Sometimes, firefighters will wear bandanas, but they don’t truly stop the small particles of smoke from getting in their lungs.
But government agencies can’t stop the inevitable fires from popping up across the West, nor the smokey air that follows.
“There will be instances where firefighters and communities are going to be impacted with smoke,” Dunford, with the Utah division of Forestry, Fire and State Lands, said. “And I don’t really have a good answer for that other than to say we’re going to manage as best we can. But some of that is going to be outside of our control.”
Putting off prescribed burns
One thing agencies do have control over is prescribed burns. In an attempt to limit firefighters’ exposure to smoke this season, many decided to put them off. “Last month we got word that hundreds and hundreds of acres in some places weren’t getting done,” Casey Judd, president of the Federal Wildland Fire Services Association, said.
State and federal agencies have had to make a difficult tradeoff between allowing brush to remain on the ground and protecting the health of firefighters.

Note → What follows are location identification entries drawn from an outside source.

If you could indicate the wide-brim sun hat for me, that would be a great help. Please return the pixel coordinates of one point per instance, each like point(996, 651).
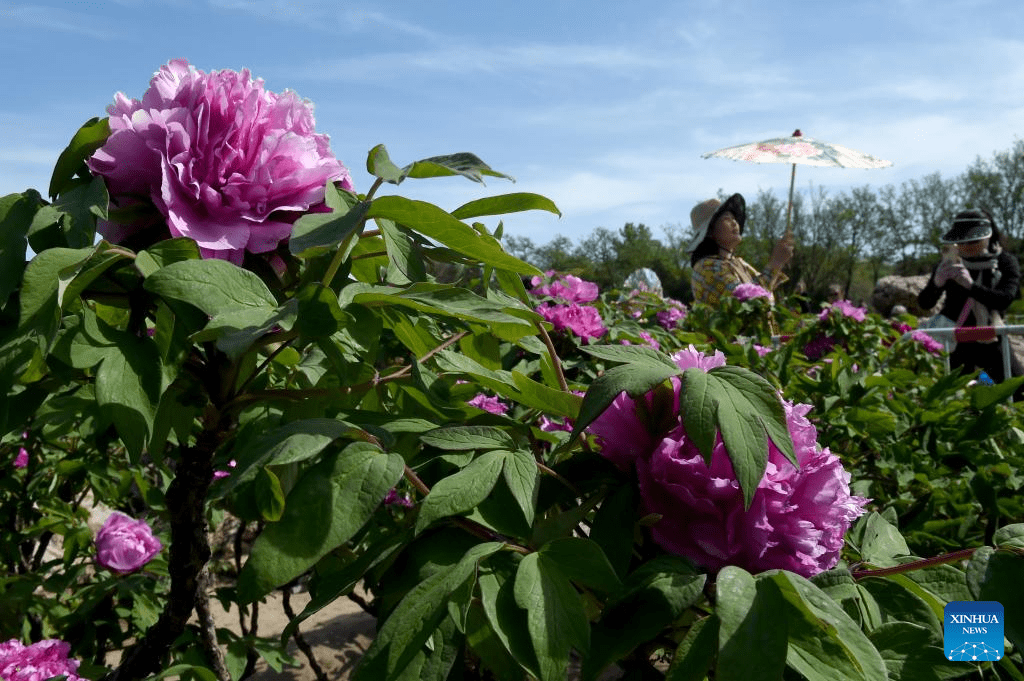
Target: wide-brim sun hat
point(969, 226)
point(707, 213)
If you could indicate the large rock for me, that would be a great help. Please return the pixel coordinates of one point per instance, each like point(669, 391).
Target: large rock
point(894, 290)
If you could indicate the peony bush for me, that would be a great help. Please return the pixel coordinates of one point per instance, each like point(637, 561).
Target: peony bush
point(218, 333)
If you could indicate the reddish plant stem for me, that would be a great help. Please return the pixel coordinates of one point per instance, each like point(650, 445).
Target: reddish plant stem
point(945, 558)
point(188, 553)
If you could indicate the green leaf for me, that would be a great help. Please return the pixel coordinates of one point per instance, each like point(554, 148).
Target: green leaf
point(269, 496)
point(507, 620)
point(523, 480)
point(613, 526)
point(751, 628)
point(634, 379)
point(439, 225)
point(81, 205)
point(74, 281)
point(749, 413)
point(404, 263)
point(555, 614)
point(652, 598)
point(912, 651)
point(699, 411)
point(537, 395)
point(1004, 573)
point(629, 353)
point(411, 625)
point(89, 137)
point(695, 653)
point(462, 438)
point(461, 492)
point(238, 330)
point(213, 286)
point(1010, 537)
point(290, 443)
point(379, 165)
point(984, 396)
point(882, 543)
point(899, 601)
point(443, 300)
point(502, 205)
point(824, 643)
point(16, 211)
point(341, 493)
point(40, 309)
point(465, 164)
point(316, 233)
point(166, 252)
point(583, 561)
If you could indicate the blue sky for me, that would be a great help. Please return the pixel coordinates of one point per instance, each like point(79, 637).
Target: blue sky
point(605, 108)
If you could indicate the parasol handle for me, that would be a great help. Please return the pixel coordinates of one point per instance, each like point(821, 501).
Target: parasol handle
point(788, 224)
point(788, 210)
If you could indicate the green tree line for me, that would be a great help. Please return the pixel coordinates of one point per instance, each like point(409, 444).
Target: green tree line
point(850, 239)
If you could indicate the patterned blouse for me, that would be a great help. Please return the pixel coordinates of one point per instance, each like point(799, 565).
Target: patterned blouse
point(715, 277)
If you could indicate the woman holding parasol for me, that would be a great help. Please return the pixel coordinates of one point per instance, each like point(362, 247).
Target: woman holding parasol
point(718, 230)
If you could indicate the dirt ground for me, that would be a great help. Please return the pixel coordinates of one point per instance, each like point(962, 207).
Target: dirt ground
point(338, 636)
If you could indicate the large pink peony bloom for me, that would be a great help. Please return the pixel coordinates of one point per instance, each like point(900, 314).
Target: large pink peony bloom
point(932, 345)
point(224, 162)
point(569, 288)
point(124, 545)
point(846, 308)
point(798, 517)
point(673, 314)
point(38, 662)
point(488, 403)
point(584, 321)
point(750, 292)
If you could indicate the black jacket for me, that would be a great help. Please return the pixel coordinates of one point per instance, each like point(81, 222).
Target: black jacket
point(995, 297)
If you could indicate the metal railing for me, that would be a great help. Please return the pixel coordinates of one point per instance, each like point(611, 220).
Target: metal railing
point(965, 334)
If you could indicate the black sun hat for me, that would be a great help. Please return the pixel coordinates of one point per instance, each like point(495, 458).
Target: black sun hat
point(706, 213)
point(969, 226)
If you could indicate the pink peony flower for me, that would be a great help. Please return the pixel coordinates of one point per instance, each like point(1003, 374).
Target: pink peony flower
point(750, 292)
point(932, 345)
point(124, 545)
point(798, 517)
point(846, 308)
point(394, 498)
point(583, 321)
point(820, 345)
point(218, 474)
point(628, 429)
point(569, 288)
point(43, 660)
point(672, 315)
point(225, 162)
point(488, 403)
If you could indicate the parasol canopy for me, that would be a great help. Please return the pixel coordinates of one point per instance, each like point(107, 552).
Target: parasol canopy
point(798, 150)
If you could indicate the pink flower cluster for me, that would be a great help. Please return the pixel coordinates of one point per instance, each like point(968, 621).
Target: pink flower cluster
point(846, 308)
point(583, 321)
point(569, 288)
point(798, 518)
point(673, 314)
point(488, 403)
point(750, 292)
point(225, 162)
point(124, 545)
point(932, 345)
point(41, 661)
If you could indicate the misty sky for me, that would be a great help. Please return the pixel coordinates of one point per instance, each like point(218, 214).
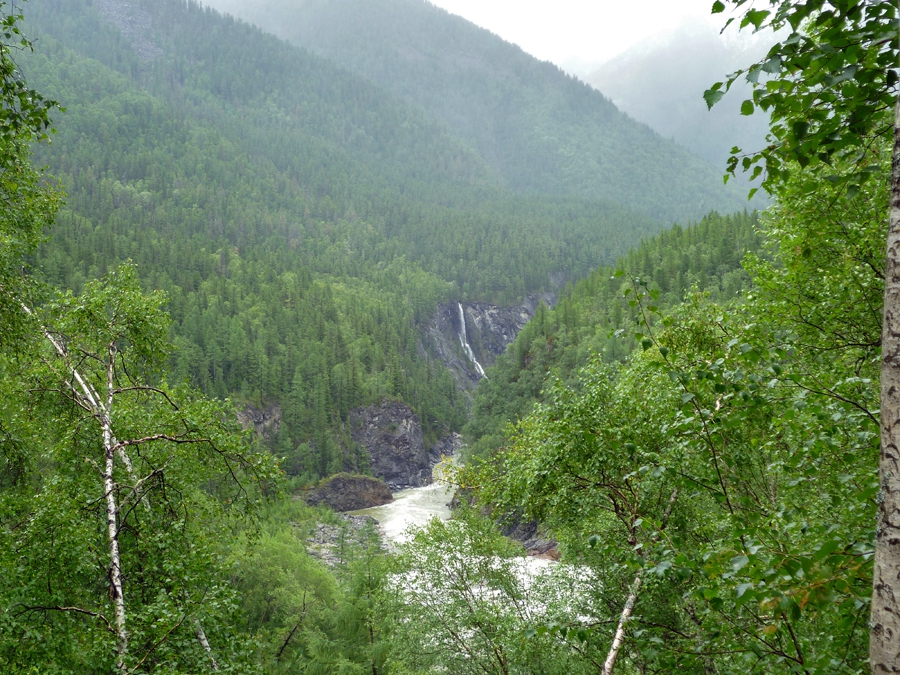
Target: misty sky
point(569, 32)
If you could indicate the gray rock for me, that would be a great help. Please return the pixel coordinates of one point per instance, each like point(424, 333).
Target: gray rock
point(329, 543)
point(489, 330)
point(135, 24)
point(349, 492)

While putting off prescribed burns may be an important health precaution, it could mean worse wildfires this season, and for seasons to come.
The key to keeping many forests in the Western states healthy are frequent, low intensity fires that burn grass, dead branches, and sapling trees on the forest floors, according to Chris Field, director of the Stanford Woods Institute for the Environment.
Without smaller fires, dead branches and small trees pile up and create what Field calls “ladder fuels.”
Those ladder fuels catch fire very easily and turn into larger fires that lead up to the tops of trees.
“We know that past investments in fire suppression resulted in more and more forests that have these ladder fuels so that any fire has a high probability of becoming a catastrophic fire,” Field explained.
The decision to put off prescribed burns means more kindling for larger fires that may erupt in the heat of summer.
“I worry that we’re in an environment where the risk of the really catastrophic kinds of wildfires that we’ve seen in recent years is getting to be greater and greater and I think every year when we take our eye off the ball, even if it’s for a really good reason like dealing with the coronavirus, that we increase that risk,” Field said.
What Westerners can do to prepare
Many states in the West experienced a dry winter and the National Interagency Fire Center has predicted that many regions will experience “above normal significant large fire potential.”
With fewer prescribed burns, there will also be more fuel left on the ground.
Field urged people to take time spent at home to clear out brush and create a “defensible space.” FEMA and many state fire agencies have created guides on how to do just that. Recommendations range from trimming dead branches to placing wood piles at least 30 feet from the house.
“Living in the West is an amazing opportunity to be part of a wonderful landscape. But we need to take responsibility for the risk that that entails,” Field said.
With the coronavirus epidemic in play, state and federal agencies may not have the bandwidth to take as many preventative measures. The best we can do is stay home, clear the weeds and try not to start a fire.